To paraphrase some of my favorite dialog from the West Wing, I make it a point never to disagree with Ralph Losey, when he’s right. In his recent “Predictive Coding 3.0” blog posts, Ralph is right about a great many things: Using control sets to validate the completeness of predictive coding results is problematic. At the beginning of discovery, one’s case knowledge is limited, so any initial control set is based on ill-informed review. So-called “stabilization” models do end the system’s training prematurely based on a poor standard of quality. What is inaccurate in these posts, however, is the characterization of Recommind’s machine learning approach or even that what Ralph refers to as “Predictive Coding 3.0” is new. So, with all respect to Ralph, let’s set the record straight. Recommind’s Axcelerate platform was architected, from the very beginning, to be both flexible and to incorporate reviewer feedback interactively. It leverages advanced, proprietary technology that a lot of people now call continuous learning. The continuous part means that machine learning is integrated into the review process itself. Axcelerate easily adapts to the different shape of those review processes and has from the outset. Product architecture aside, the workflows we have suggested for many years are both flexible and data driven. From the first moment our CTO and I sat down with early eDiscovery thought leaders to get input into what problems eDiscovery practitioners were facing, flexibility and the changing shape of cases were key criteria incorporated into our thinking. We agree with Ralph’s outline of an interactive model for working with data, but think about it more simply as consisting of three basic steps: Blog Response to Losey and TAR 3.0

    1. Analyze: Gain insight into the data, define review success criteria, and estimate the effort required to meet those criteria. Leverage all the analytical tools at your disposal—including keyword search, phrase extraction, concepts and concept search, communication visualizations, metadata-based filtering, estimation sampling, and more.

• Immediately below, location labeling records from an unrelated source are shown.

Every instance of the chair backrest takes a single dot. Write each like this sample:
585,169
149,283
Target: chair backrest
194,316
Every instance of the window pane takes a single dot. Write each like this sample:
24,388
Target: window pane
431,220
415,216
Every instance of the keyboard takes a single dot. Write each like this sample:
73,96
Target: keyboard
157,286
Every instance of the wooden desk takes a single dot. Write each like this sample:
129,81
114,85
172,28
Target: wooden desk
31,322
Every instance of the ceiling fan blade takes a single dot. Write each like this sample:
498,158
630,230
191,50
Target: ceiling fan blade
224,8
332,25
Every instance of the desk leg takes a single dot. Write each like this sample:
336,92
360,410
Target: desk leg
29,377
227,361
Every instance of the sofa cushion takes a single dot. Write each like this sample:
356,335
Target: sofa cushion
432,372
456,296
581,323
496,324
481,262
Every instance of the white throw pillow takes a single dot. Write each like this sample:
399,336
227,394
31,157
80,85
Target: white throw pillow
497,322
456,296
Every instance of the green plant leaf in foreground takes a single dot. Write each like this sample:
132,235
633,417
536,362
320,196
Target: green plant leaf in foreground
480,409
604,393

    2. Identify: Identify sets of documents that are potentially relevant and then batch those documents out to reviewers to code. In the most efficient reviews, both strategic search and machine learning (i.e. documents categorized as “suggested” after an iteration of Predictive Coding) are utilized in tandem to identify responsive material. As the number of reviewed documents grows over time, the system refines its training and suggests additional documents likely to be responsive in light of review team feedback. This process continues until the team believes that the review goals have been satisfied.

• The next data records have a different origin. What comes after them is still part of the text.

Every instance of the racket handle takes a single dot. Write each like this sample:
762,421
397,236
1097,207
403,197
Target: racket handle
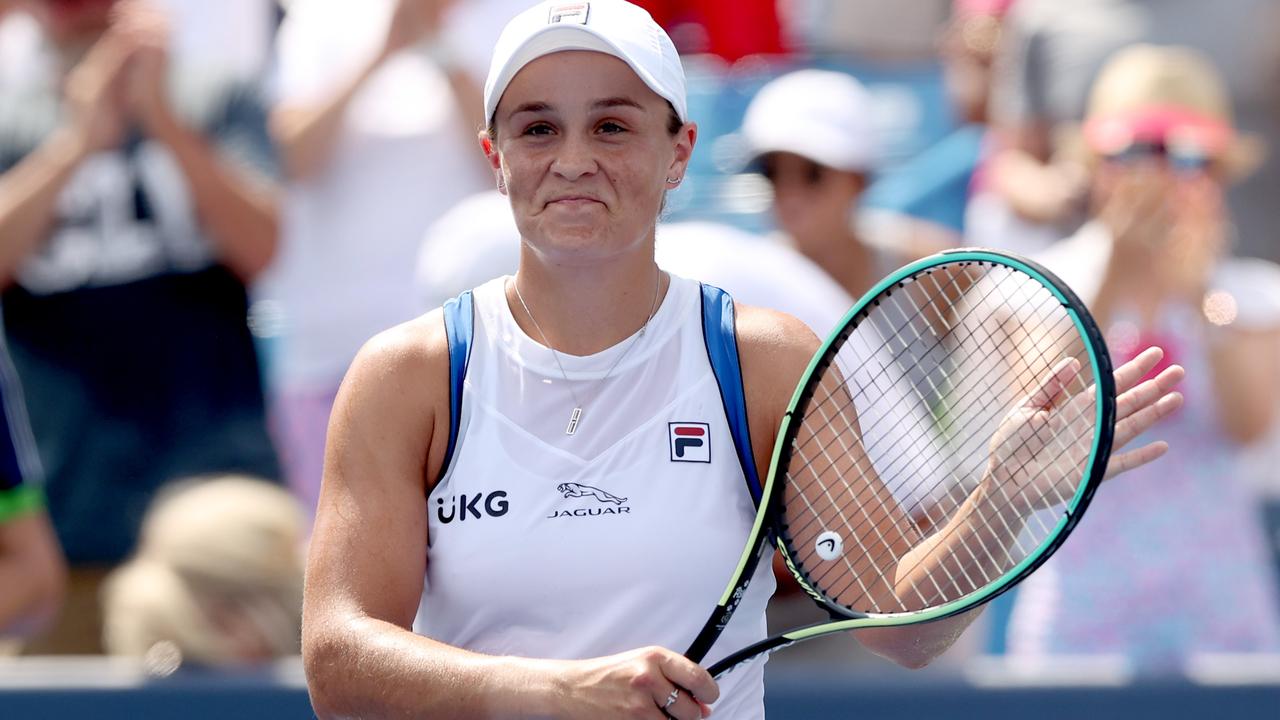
707,637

    3. Validate: Ensure that the review goals have been met. At this stage, the team usually performs a validation test, evaluates the results, and considers the overall completeness of the review. Identifying when the review is complete is a decision made by the case team, and different matters will require different types of validation. As with any review, there needs to be confidence that the review process was reasonable and comprehensive.

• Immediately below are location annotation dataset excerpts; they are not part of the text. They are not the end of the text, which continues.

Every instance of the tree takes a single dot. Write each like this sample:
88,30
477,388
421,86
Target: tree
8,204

This approach, paired with our continuous learning technology, yields numerous benefits:

  • It incorporates rolling data loads and even rolling productions seamlessly and without disruption.  
  • It anticipates that all relevant, produced documents are reviewed by humans (though this not required and is, therefore, at the discretion of the client).
  • It lets you track your goals and results at all times on an issue-specific basis, so you can gauge success and enhance your training, where needed, in a targeted way.
  • It is not aimed at reaching a level of recall that must be defined and negotiated upfront, but rather at finding as many relevant documents as possible, to the point where continuing manual review is no longer reasonable or proportional.
  • It removes the onus of generating a gold standard “seed set” or “control set” upfront, instead letting the reviewers’ understanding evolve and improve the training at each iteration, with the entire corpus re-ranked each time.

Given that our technology can be leveraged in a variety of different workflows, why have we been recommending this approach for some time? And why have we embedded these concepts directly into Axcelerate 5’s interactive review dashboards? Because using machine learning as part of a flexible, prioritized review strategy adds value to virtually every review project. And such an approach avoids the rigid protocols that can lead to protracted motion practice and disputes over validation methodologies. So that’s the straight record on Recommind and Predictive Coding. In many ways, however, the discussion around Predictive Coding version numbers is too narrow in scope. Machine learning is, after all, just one part of an efficient review strategy. And review efficiency is ultimately about spending more time with relevant content and less with the irrelevant. This is how you can quickly find the documents that make a difference in your case. In the coming weeks, you’ll hear more from Recommind about new ways we’re enabling our clients to visualize review efficiency. Because knowing what efficiency levels you’re achieving, and which strategies are yielding the best results, is crucial to repeating your success. Come try us in 2016. Let us help you understand how Axcelerate can help you succeed. As for “Predictive Coding 3.0?” At the end of the day, it’s not the version number that matters. It’s about finding the documents that matter.